I've noticed that my serpentine star pulls back it's tentacle, as if in pain, when it touches one of my plate corals. The same thing happens when my nassarius snail touches the plate coral with it's snout.
This would lead me to believe that the ability to feel pain is a basic reaction for self preservation in most species.
Basic perception of pain (in the sense of recognizing damage or potential damage to the body) is very different from "feeling" pain. Many animals entirely lack any concept of "self", even more lack any concept of time, and we've only been able to demonstrate anything resembling abstract thinking in a tiny handful, most of them mammals.
You starfish for example, lacks a real brain, and is certainly incapable of "feeling" pain.
I'm not sure one way or the other with fish. I've seen enough of them display very normal behavior a short time after what we'd think of as severe trauma that I don't really think they're capable of experiencing psychological pain or worrying.
I still err on the safe side, and whenever I have to euthanize anything I always try to opt for the method that has the least potential to cause pain. For fish, I've used vodka, freezing, and physical destruction of the CNS. Freezing cold vodka seems to kill pretty much instantly, as does destroying the brain either through sufficient acceleratory force (slamming it into a wall) or with sharp scissors. The most "ideal" method would be a fast acting toxin injected directly into the water around the fish to effectively "gas" it without even having to subject it to the stress of removal from its tank, but that's kinda tough to pull off without killing everything else in the tank.

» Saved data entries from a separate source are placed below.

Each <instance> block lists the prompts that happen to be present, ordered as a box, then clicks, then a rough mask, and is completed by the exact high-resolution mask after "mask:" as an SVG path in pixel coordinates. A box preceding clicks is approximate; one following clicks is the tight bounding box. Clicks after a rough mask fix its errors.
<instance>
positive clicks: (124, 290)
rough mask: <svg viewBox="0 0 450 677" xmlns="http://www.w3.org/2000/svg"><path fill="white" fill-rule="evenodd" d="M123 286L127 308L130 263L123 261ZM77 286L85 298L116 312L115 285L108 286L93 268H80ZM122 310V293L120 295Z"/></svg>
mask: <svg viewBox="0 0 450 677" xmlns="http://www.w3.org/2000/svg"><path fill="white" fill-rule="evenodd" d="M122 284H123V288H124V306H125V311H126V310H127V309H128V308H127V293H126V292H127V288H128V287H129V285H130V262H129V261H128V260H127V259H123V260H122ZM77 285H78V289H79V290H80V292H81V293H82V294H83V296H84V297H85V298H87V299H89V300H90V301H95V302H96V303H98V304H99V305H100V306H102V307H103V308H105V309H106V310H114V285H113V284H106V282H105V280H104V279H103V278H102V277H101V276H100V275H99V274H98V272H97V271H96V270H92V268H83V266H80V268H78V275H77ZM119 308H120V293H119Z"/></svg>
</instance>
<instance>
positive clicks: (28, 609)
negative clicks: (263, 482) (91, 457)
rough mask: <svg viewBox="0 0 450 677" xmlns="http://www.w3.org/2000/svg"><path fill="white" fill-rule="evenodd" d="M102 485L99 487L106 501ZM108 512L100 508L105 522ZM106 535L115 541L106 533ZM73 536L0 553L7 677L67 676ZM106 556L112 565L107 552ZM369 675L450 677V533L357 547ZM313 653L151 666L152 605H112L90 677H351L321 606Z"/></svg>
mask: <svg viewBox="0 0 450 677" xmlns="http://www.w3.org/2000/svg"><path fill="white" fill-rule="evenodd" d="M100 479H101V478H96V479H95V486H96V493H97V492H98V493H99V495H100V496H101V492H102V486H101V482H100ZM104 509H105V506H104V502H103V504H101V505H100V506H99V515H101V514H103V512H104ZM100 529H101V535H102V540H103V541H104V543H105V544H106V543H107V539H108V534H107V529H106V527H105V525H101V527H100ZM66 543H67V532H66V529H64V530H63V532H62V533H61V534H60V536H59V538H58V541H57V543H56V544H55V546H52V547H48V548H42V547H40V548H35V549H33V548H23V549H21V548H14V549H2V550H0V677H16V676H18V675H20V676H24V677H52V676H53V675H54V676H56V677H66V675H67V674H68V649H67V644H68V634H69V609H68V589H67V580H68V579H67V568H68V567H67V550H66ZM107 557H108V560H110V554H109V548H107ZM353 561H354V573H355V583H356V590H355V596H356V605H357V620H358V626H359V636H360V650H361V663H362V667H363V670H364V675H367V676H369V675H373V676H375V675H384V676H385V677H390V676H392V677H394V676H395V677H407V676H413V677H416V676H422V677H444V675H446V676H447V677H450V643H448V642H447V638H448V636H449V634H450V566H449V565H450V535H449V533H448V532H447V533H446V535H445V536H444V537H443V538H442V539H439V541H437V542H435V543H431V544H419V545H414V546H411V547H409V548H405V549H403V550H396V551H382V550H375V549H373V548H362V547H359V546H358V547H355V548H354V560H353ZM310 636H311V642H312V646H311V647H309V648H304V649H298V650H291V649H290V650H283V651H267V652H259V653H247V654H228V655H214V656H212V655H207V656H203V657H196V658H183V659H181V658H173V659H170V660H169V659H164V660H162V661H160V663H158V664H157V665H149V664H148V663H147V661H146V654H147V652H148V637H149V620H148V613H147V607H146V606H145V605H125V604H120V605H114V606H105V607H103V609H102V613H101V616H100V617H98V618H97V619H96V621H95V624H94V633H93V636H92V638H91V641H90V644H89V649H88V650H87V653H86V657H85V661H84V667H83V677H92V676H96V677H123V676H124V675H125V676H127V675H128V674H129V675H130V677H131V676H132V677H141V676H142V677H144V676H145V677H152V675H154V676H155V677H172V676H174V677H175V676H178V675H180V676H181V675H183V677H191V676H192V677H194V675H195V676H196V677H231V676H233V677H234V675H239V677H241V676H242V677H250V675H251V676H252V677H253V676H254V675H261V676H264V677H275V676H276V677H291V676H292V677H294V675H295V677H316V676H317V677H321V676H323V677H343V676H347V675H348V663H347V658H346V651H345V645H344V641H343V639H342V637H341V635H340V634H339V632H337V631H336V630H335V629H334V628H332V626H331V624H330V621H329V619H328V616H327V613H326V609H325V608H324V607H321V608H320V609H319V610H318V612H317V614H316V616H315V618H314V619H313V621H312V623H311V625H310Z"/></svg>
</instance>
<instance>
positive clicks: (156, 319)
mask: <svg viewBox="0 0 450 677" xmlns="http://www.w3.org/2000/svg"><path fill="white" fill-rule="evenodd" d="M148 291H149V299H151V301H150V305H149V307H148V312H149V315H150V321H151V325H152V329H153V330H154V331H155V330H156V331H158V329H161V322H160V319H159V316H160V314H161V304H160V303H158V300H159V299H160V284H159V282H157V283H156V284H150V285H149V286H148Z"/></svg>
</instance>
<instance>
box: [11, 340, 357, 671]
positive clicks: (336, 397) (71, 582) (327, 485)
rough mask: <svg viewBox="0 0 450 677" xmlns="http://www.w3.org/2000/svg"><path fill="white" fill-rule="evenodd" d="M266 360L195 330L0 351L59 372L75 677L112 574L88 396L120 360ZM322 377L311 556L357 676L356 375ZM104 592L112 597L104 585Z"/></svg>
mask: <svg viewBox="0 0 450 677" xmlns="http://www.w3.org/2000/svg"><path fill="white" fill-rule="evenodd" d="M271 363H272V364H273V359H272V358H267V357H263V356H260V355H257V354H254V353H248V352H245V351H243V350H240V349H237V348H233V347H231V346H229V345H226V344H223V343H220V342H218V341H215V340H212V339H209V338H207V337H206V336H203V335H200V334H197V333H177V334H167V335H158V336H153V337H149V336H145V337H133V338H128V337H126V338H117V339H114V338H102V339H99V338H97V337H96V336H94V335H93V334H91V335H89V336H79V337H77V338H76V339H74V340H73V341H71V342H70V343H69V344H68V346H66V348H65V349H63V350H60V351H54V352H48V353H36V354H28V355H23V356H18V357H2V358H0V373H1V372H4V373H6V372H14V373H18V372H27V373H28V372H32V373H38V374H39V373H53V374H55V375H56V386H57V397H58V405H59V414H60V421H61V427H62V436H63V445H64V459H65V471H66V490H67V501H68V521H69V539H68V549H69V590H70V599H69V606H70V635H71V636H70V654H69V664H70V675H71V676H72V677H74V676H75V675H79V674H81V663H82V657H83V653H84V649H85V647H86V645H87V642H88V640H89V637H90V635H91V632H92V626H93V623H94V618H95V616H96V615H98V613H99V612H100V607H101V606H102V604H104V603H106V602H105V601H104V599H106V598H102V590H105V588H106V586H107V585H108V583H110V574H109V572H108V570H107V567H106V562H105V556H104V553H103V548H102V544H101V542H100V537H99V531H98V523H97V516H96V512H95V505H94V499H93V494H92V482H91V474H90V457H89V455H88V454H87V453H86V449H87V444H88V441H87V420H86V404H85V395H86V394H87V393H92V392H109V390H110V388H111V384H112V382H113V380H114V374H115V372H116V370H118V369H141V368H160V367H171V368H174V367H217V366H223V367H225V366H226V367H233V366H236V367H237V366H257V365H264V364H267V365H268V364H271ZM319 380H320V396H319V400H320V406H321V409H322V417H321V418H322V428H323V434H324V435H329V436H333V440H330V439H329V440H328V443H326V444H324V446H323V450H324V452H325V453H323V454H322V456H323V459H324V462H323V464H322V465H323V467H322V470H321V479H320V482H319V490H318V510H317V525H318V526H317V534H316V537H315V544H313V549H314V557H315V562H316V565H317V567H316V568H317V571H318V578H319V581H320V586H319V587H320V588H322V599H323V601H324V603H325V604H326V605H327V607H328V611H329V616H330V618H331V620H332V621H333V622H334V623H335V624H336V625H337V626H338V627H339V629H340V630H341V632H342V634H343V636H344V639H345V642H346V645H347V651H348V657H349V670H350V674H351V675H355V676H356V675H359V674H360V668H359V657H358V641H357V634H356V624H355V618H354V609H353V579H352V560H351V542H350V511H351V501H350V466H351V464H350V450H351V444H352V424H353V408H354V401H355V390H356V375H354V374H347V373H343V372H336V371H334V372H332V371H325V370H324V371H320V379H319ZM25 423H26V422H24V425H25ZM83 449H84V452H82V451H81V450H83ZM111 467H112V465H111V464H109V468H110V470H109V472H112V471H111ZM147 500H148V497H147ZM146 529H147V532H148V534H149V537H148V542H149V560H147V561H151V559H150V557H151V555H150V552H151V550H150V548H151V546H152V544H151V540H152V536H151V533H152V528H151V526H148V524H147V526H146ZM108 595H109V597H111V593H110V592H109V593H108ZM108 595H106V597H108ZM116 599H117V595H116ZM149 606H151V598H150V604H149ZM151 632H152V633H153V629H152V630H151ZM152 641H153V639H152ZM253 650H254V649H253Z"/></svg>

I can understand why some people find killing an animal through physical violence distasteful, but if it's the least painful method that's at your disposal, I see nothing wrong with it. I worked at pet shops for years, and I always recommended that people pre-kill feeder rodents prior to giving them to reptiles by gripping the tail and slamming their head into the wall as hard as they could. It sounds very cruel, but it virtually guarantees instant and painless death, even more reliably than trying to break the neck, and certainly better than anything a reptile would be likely to do.
This is a touchy subject, and in the end a lot of it comes down to personal, subjective feelings.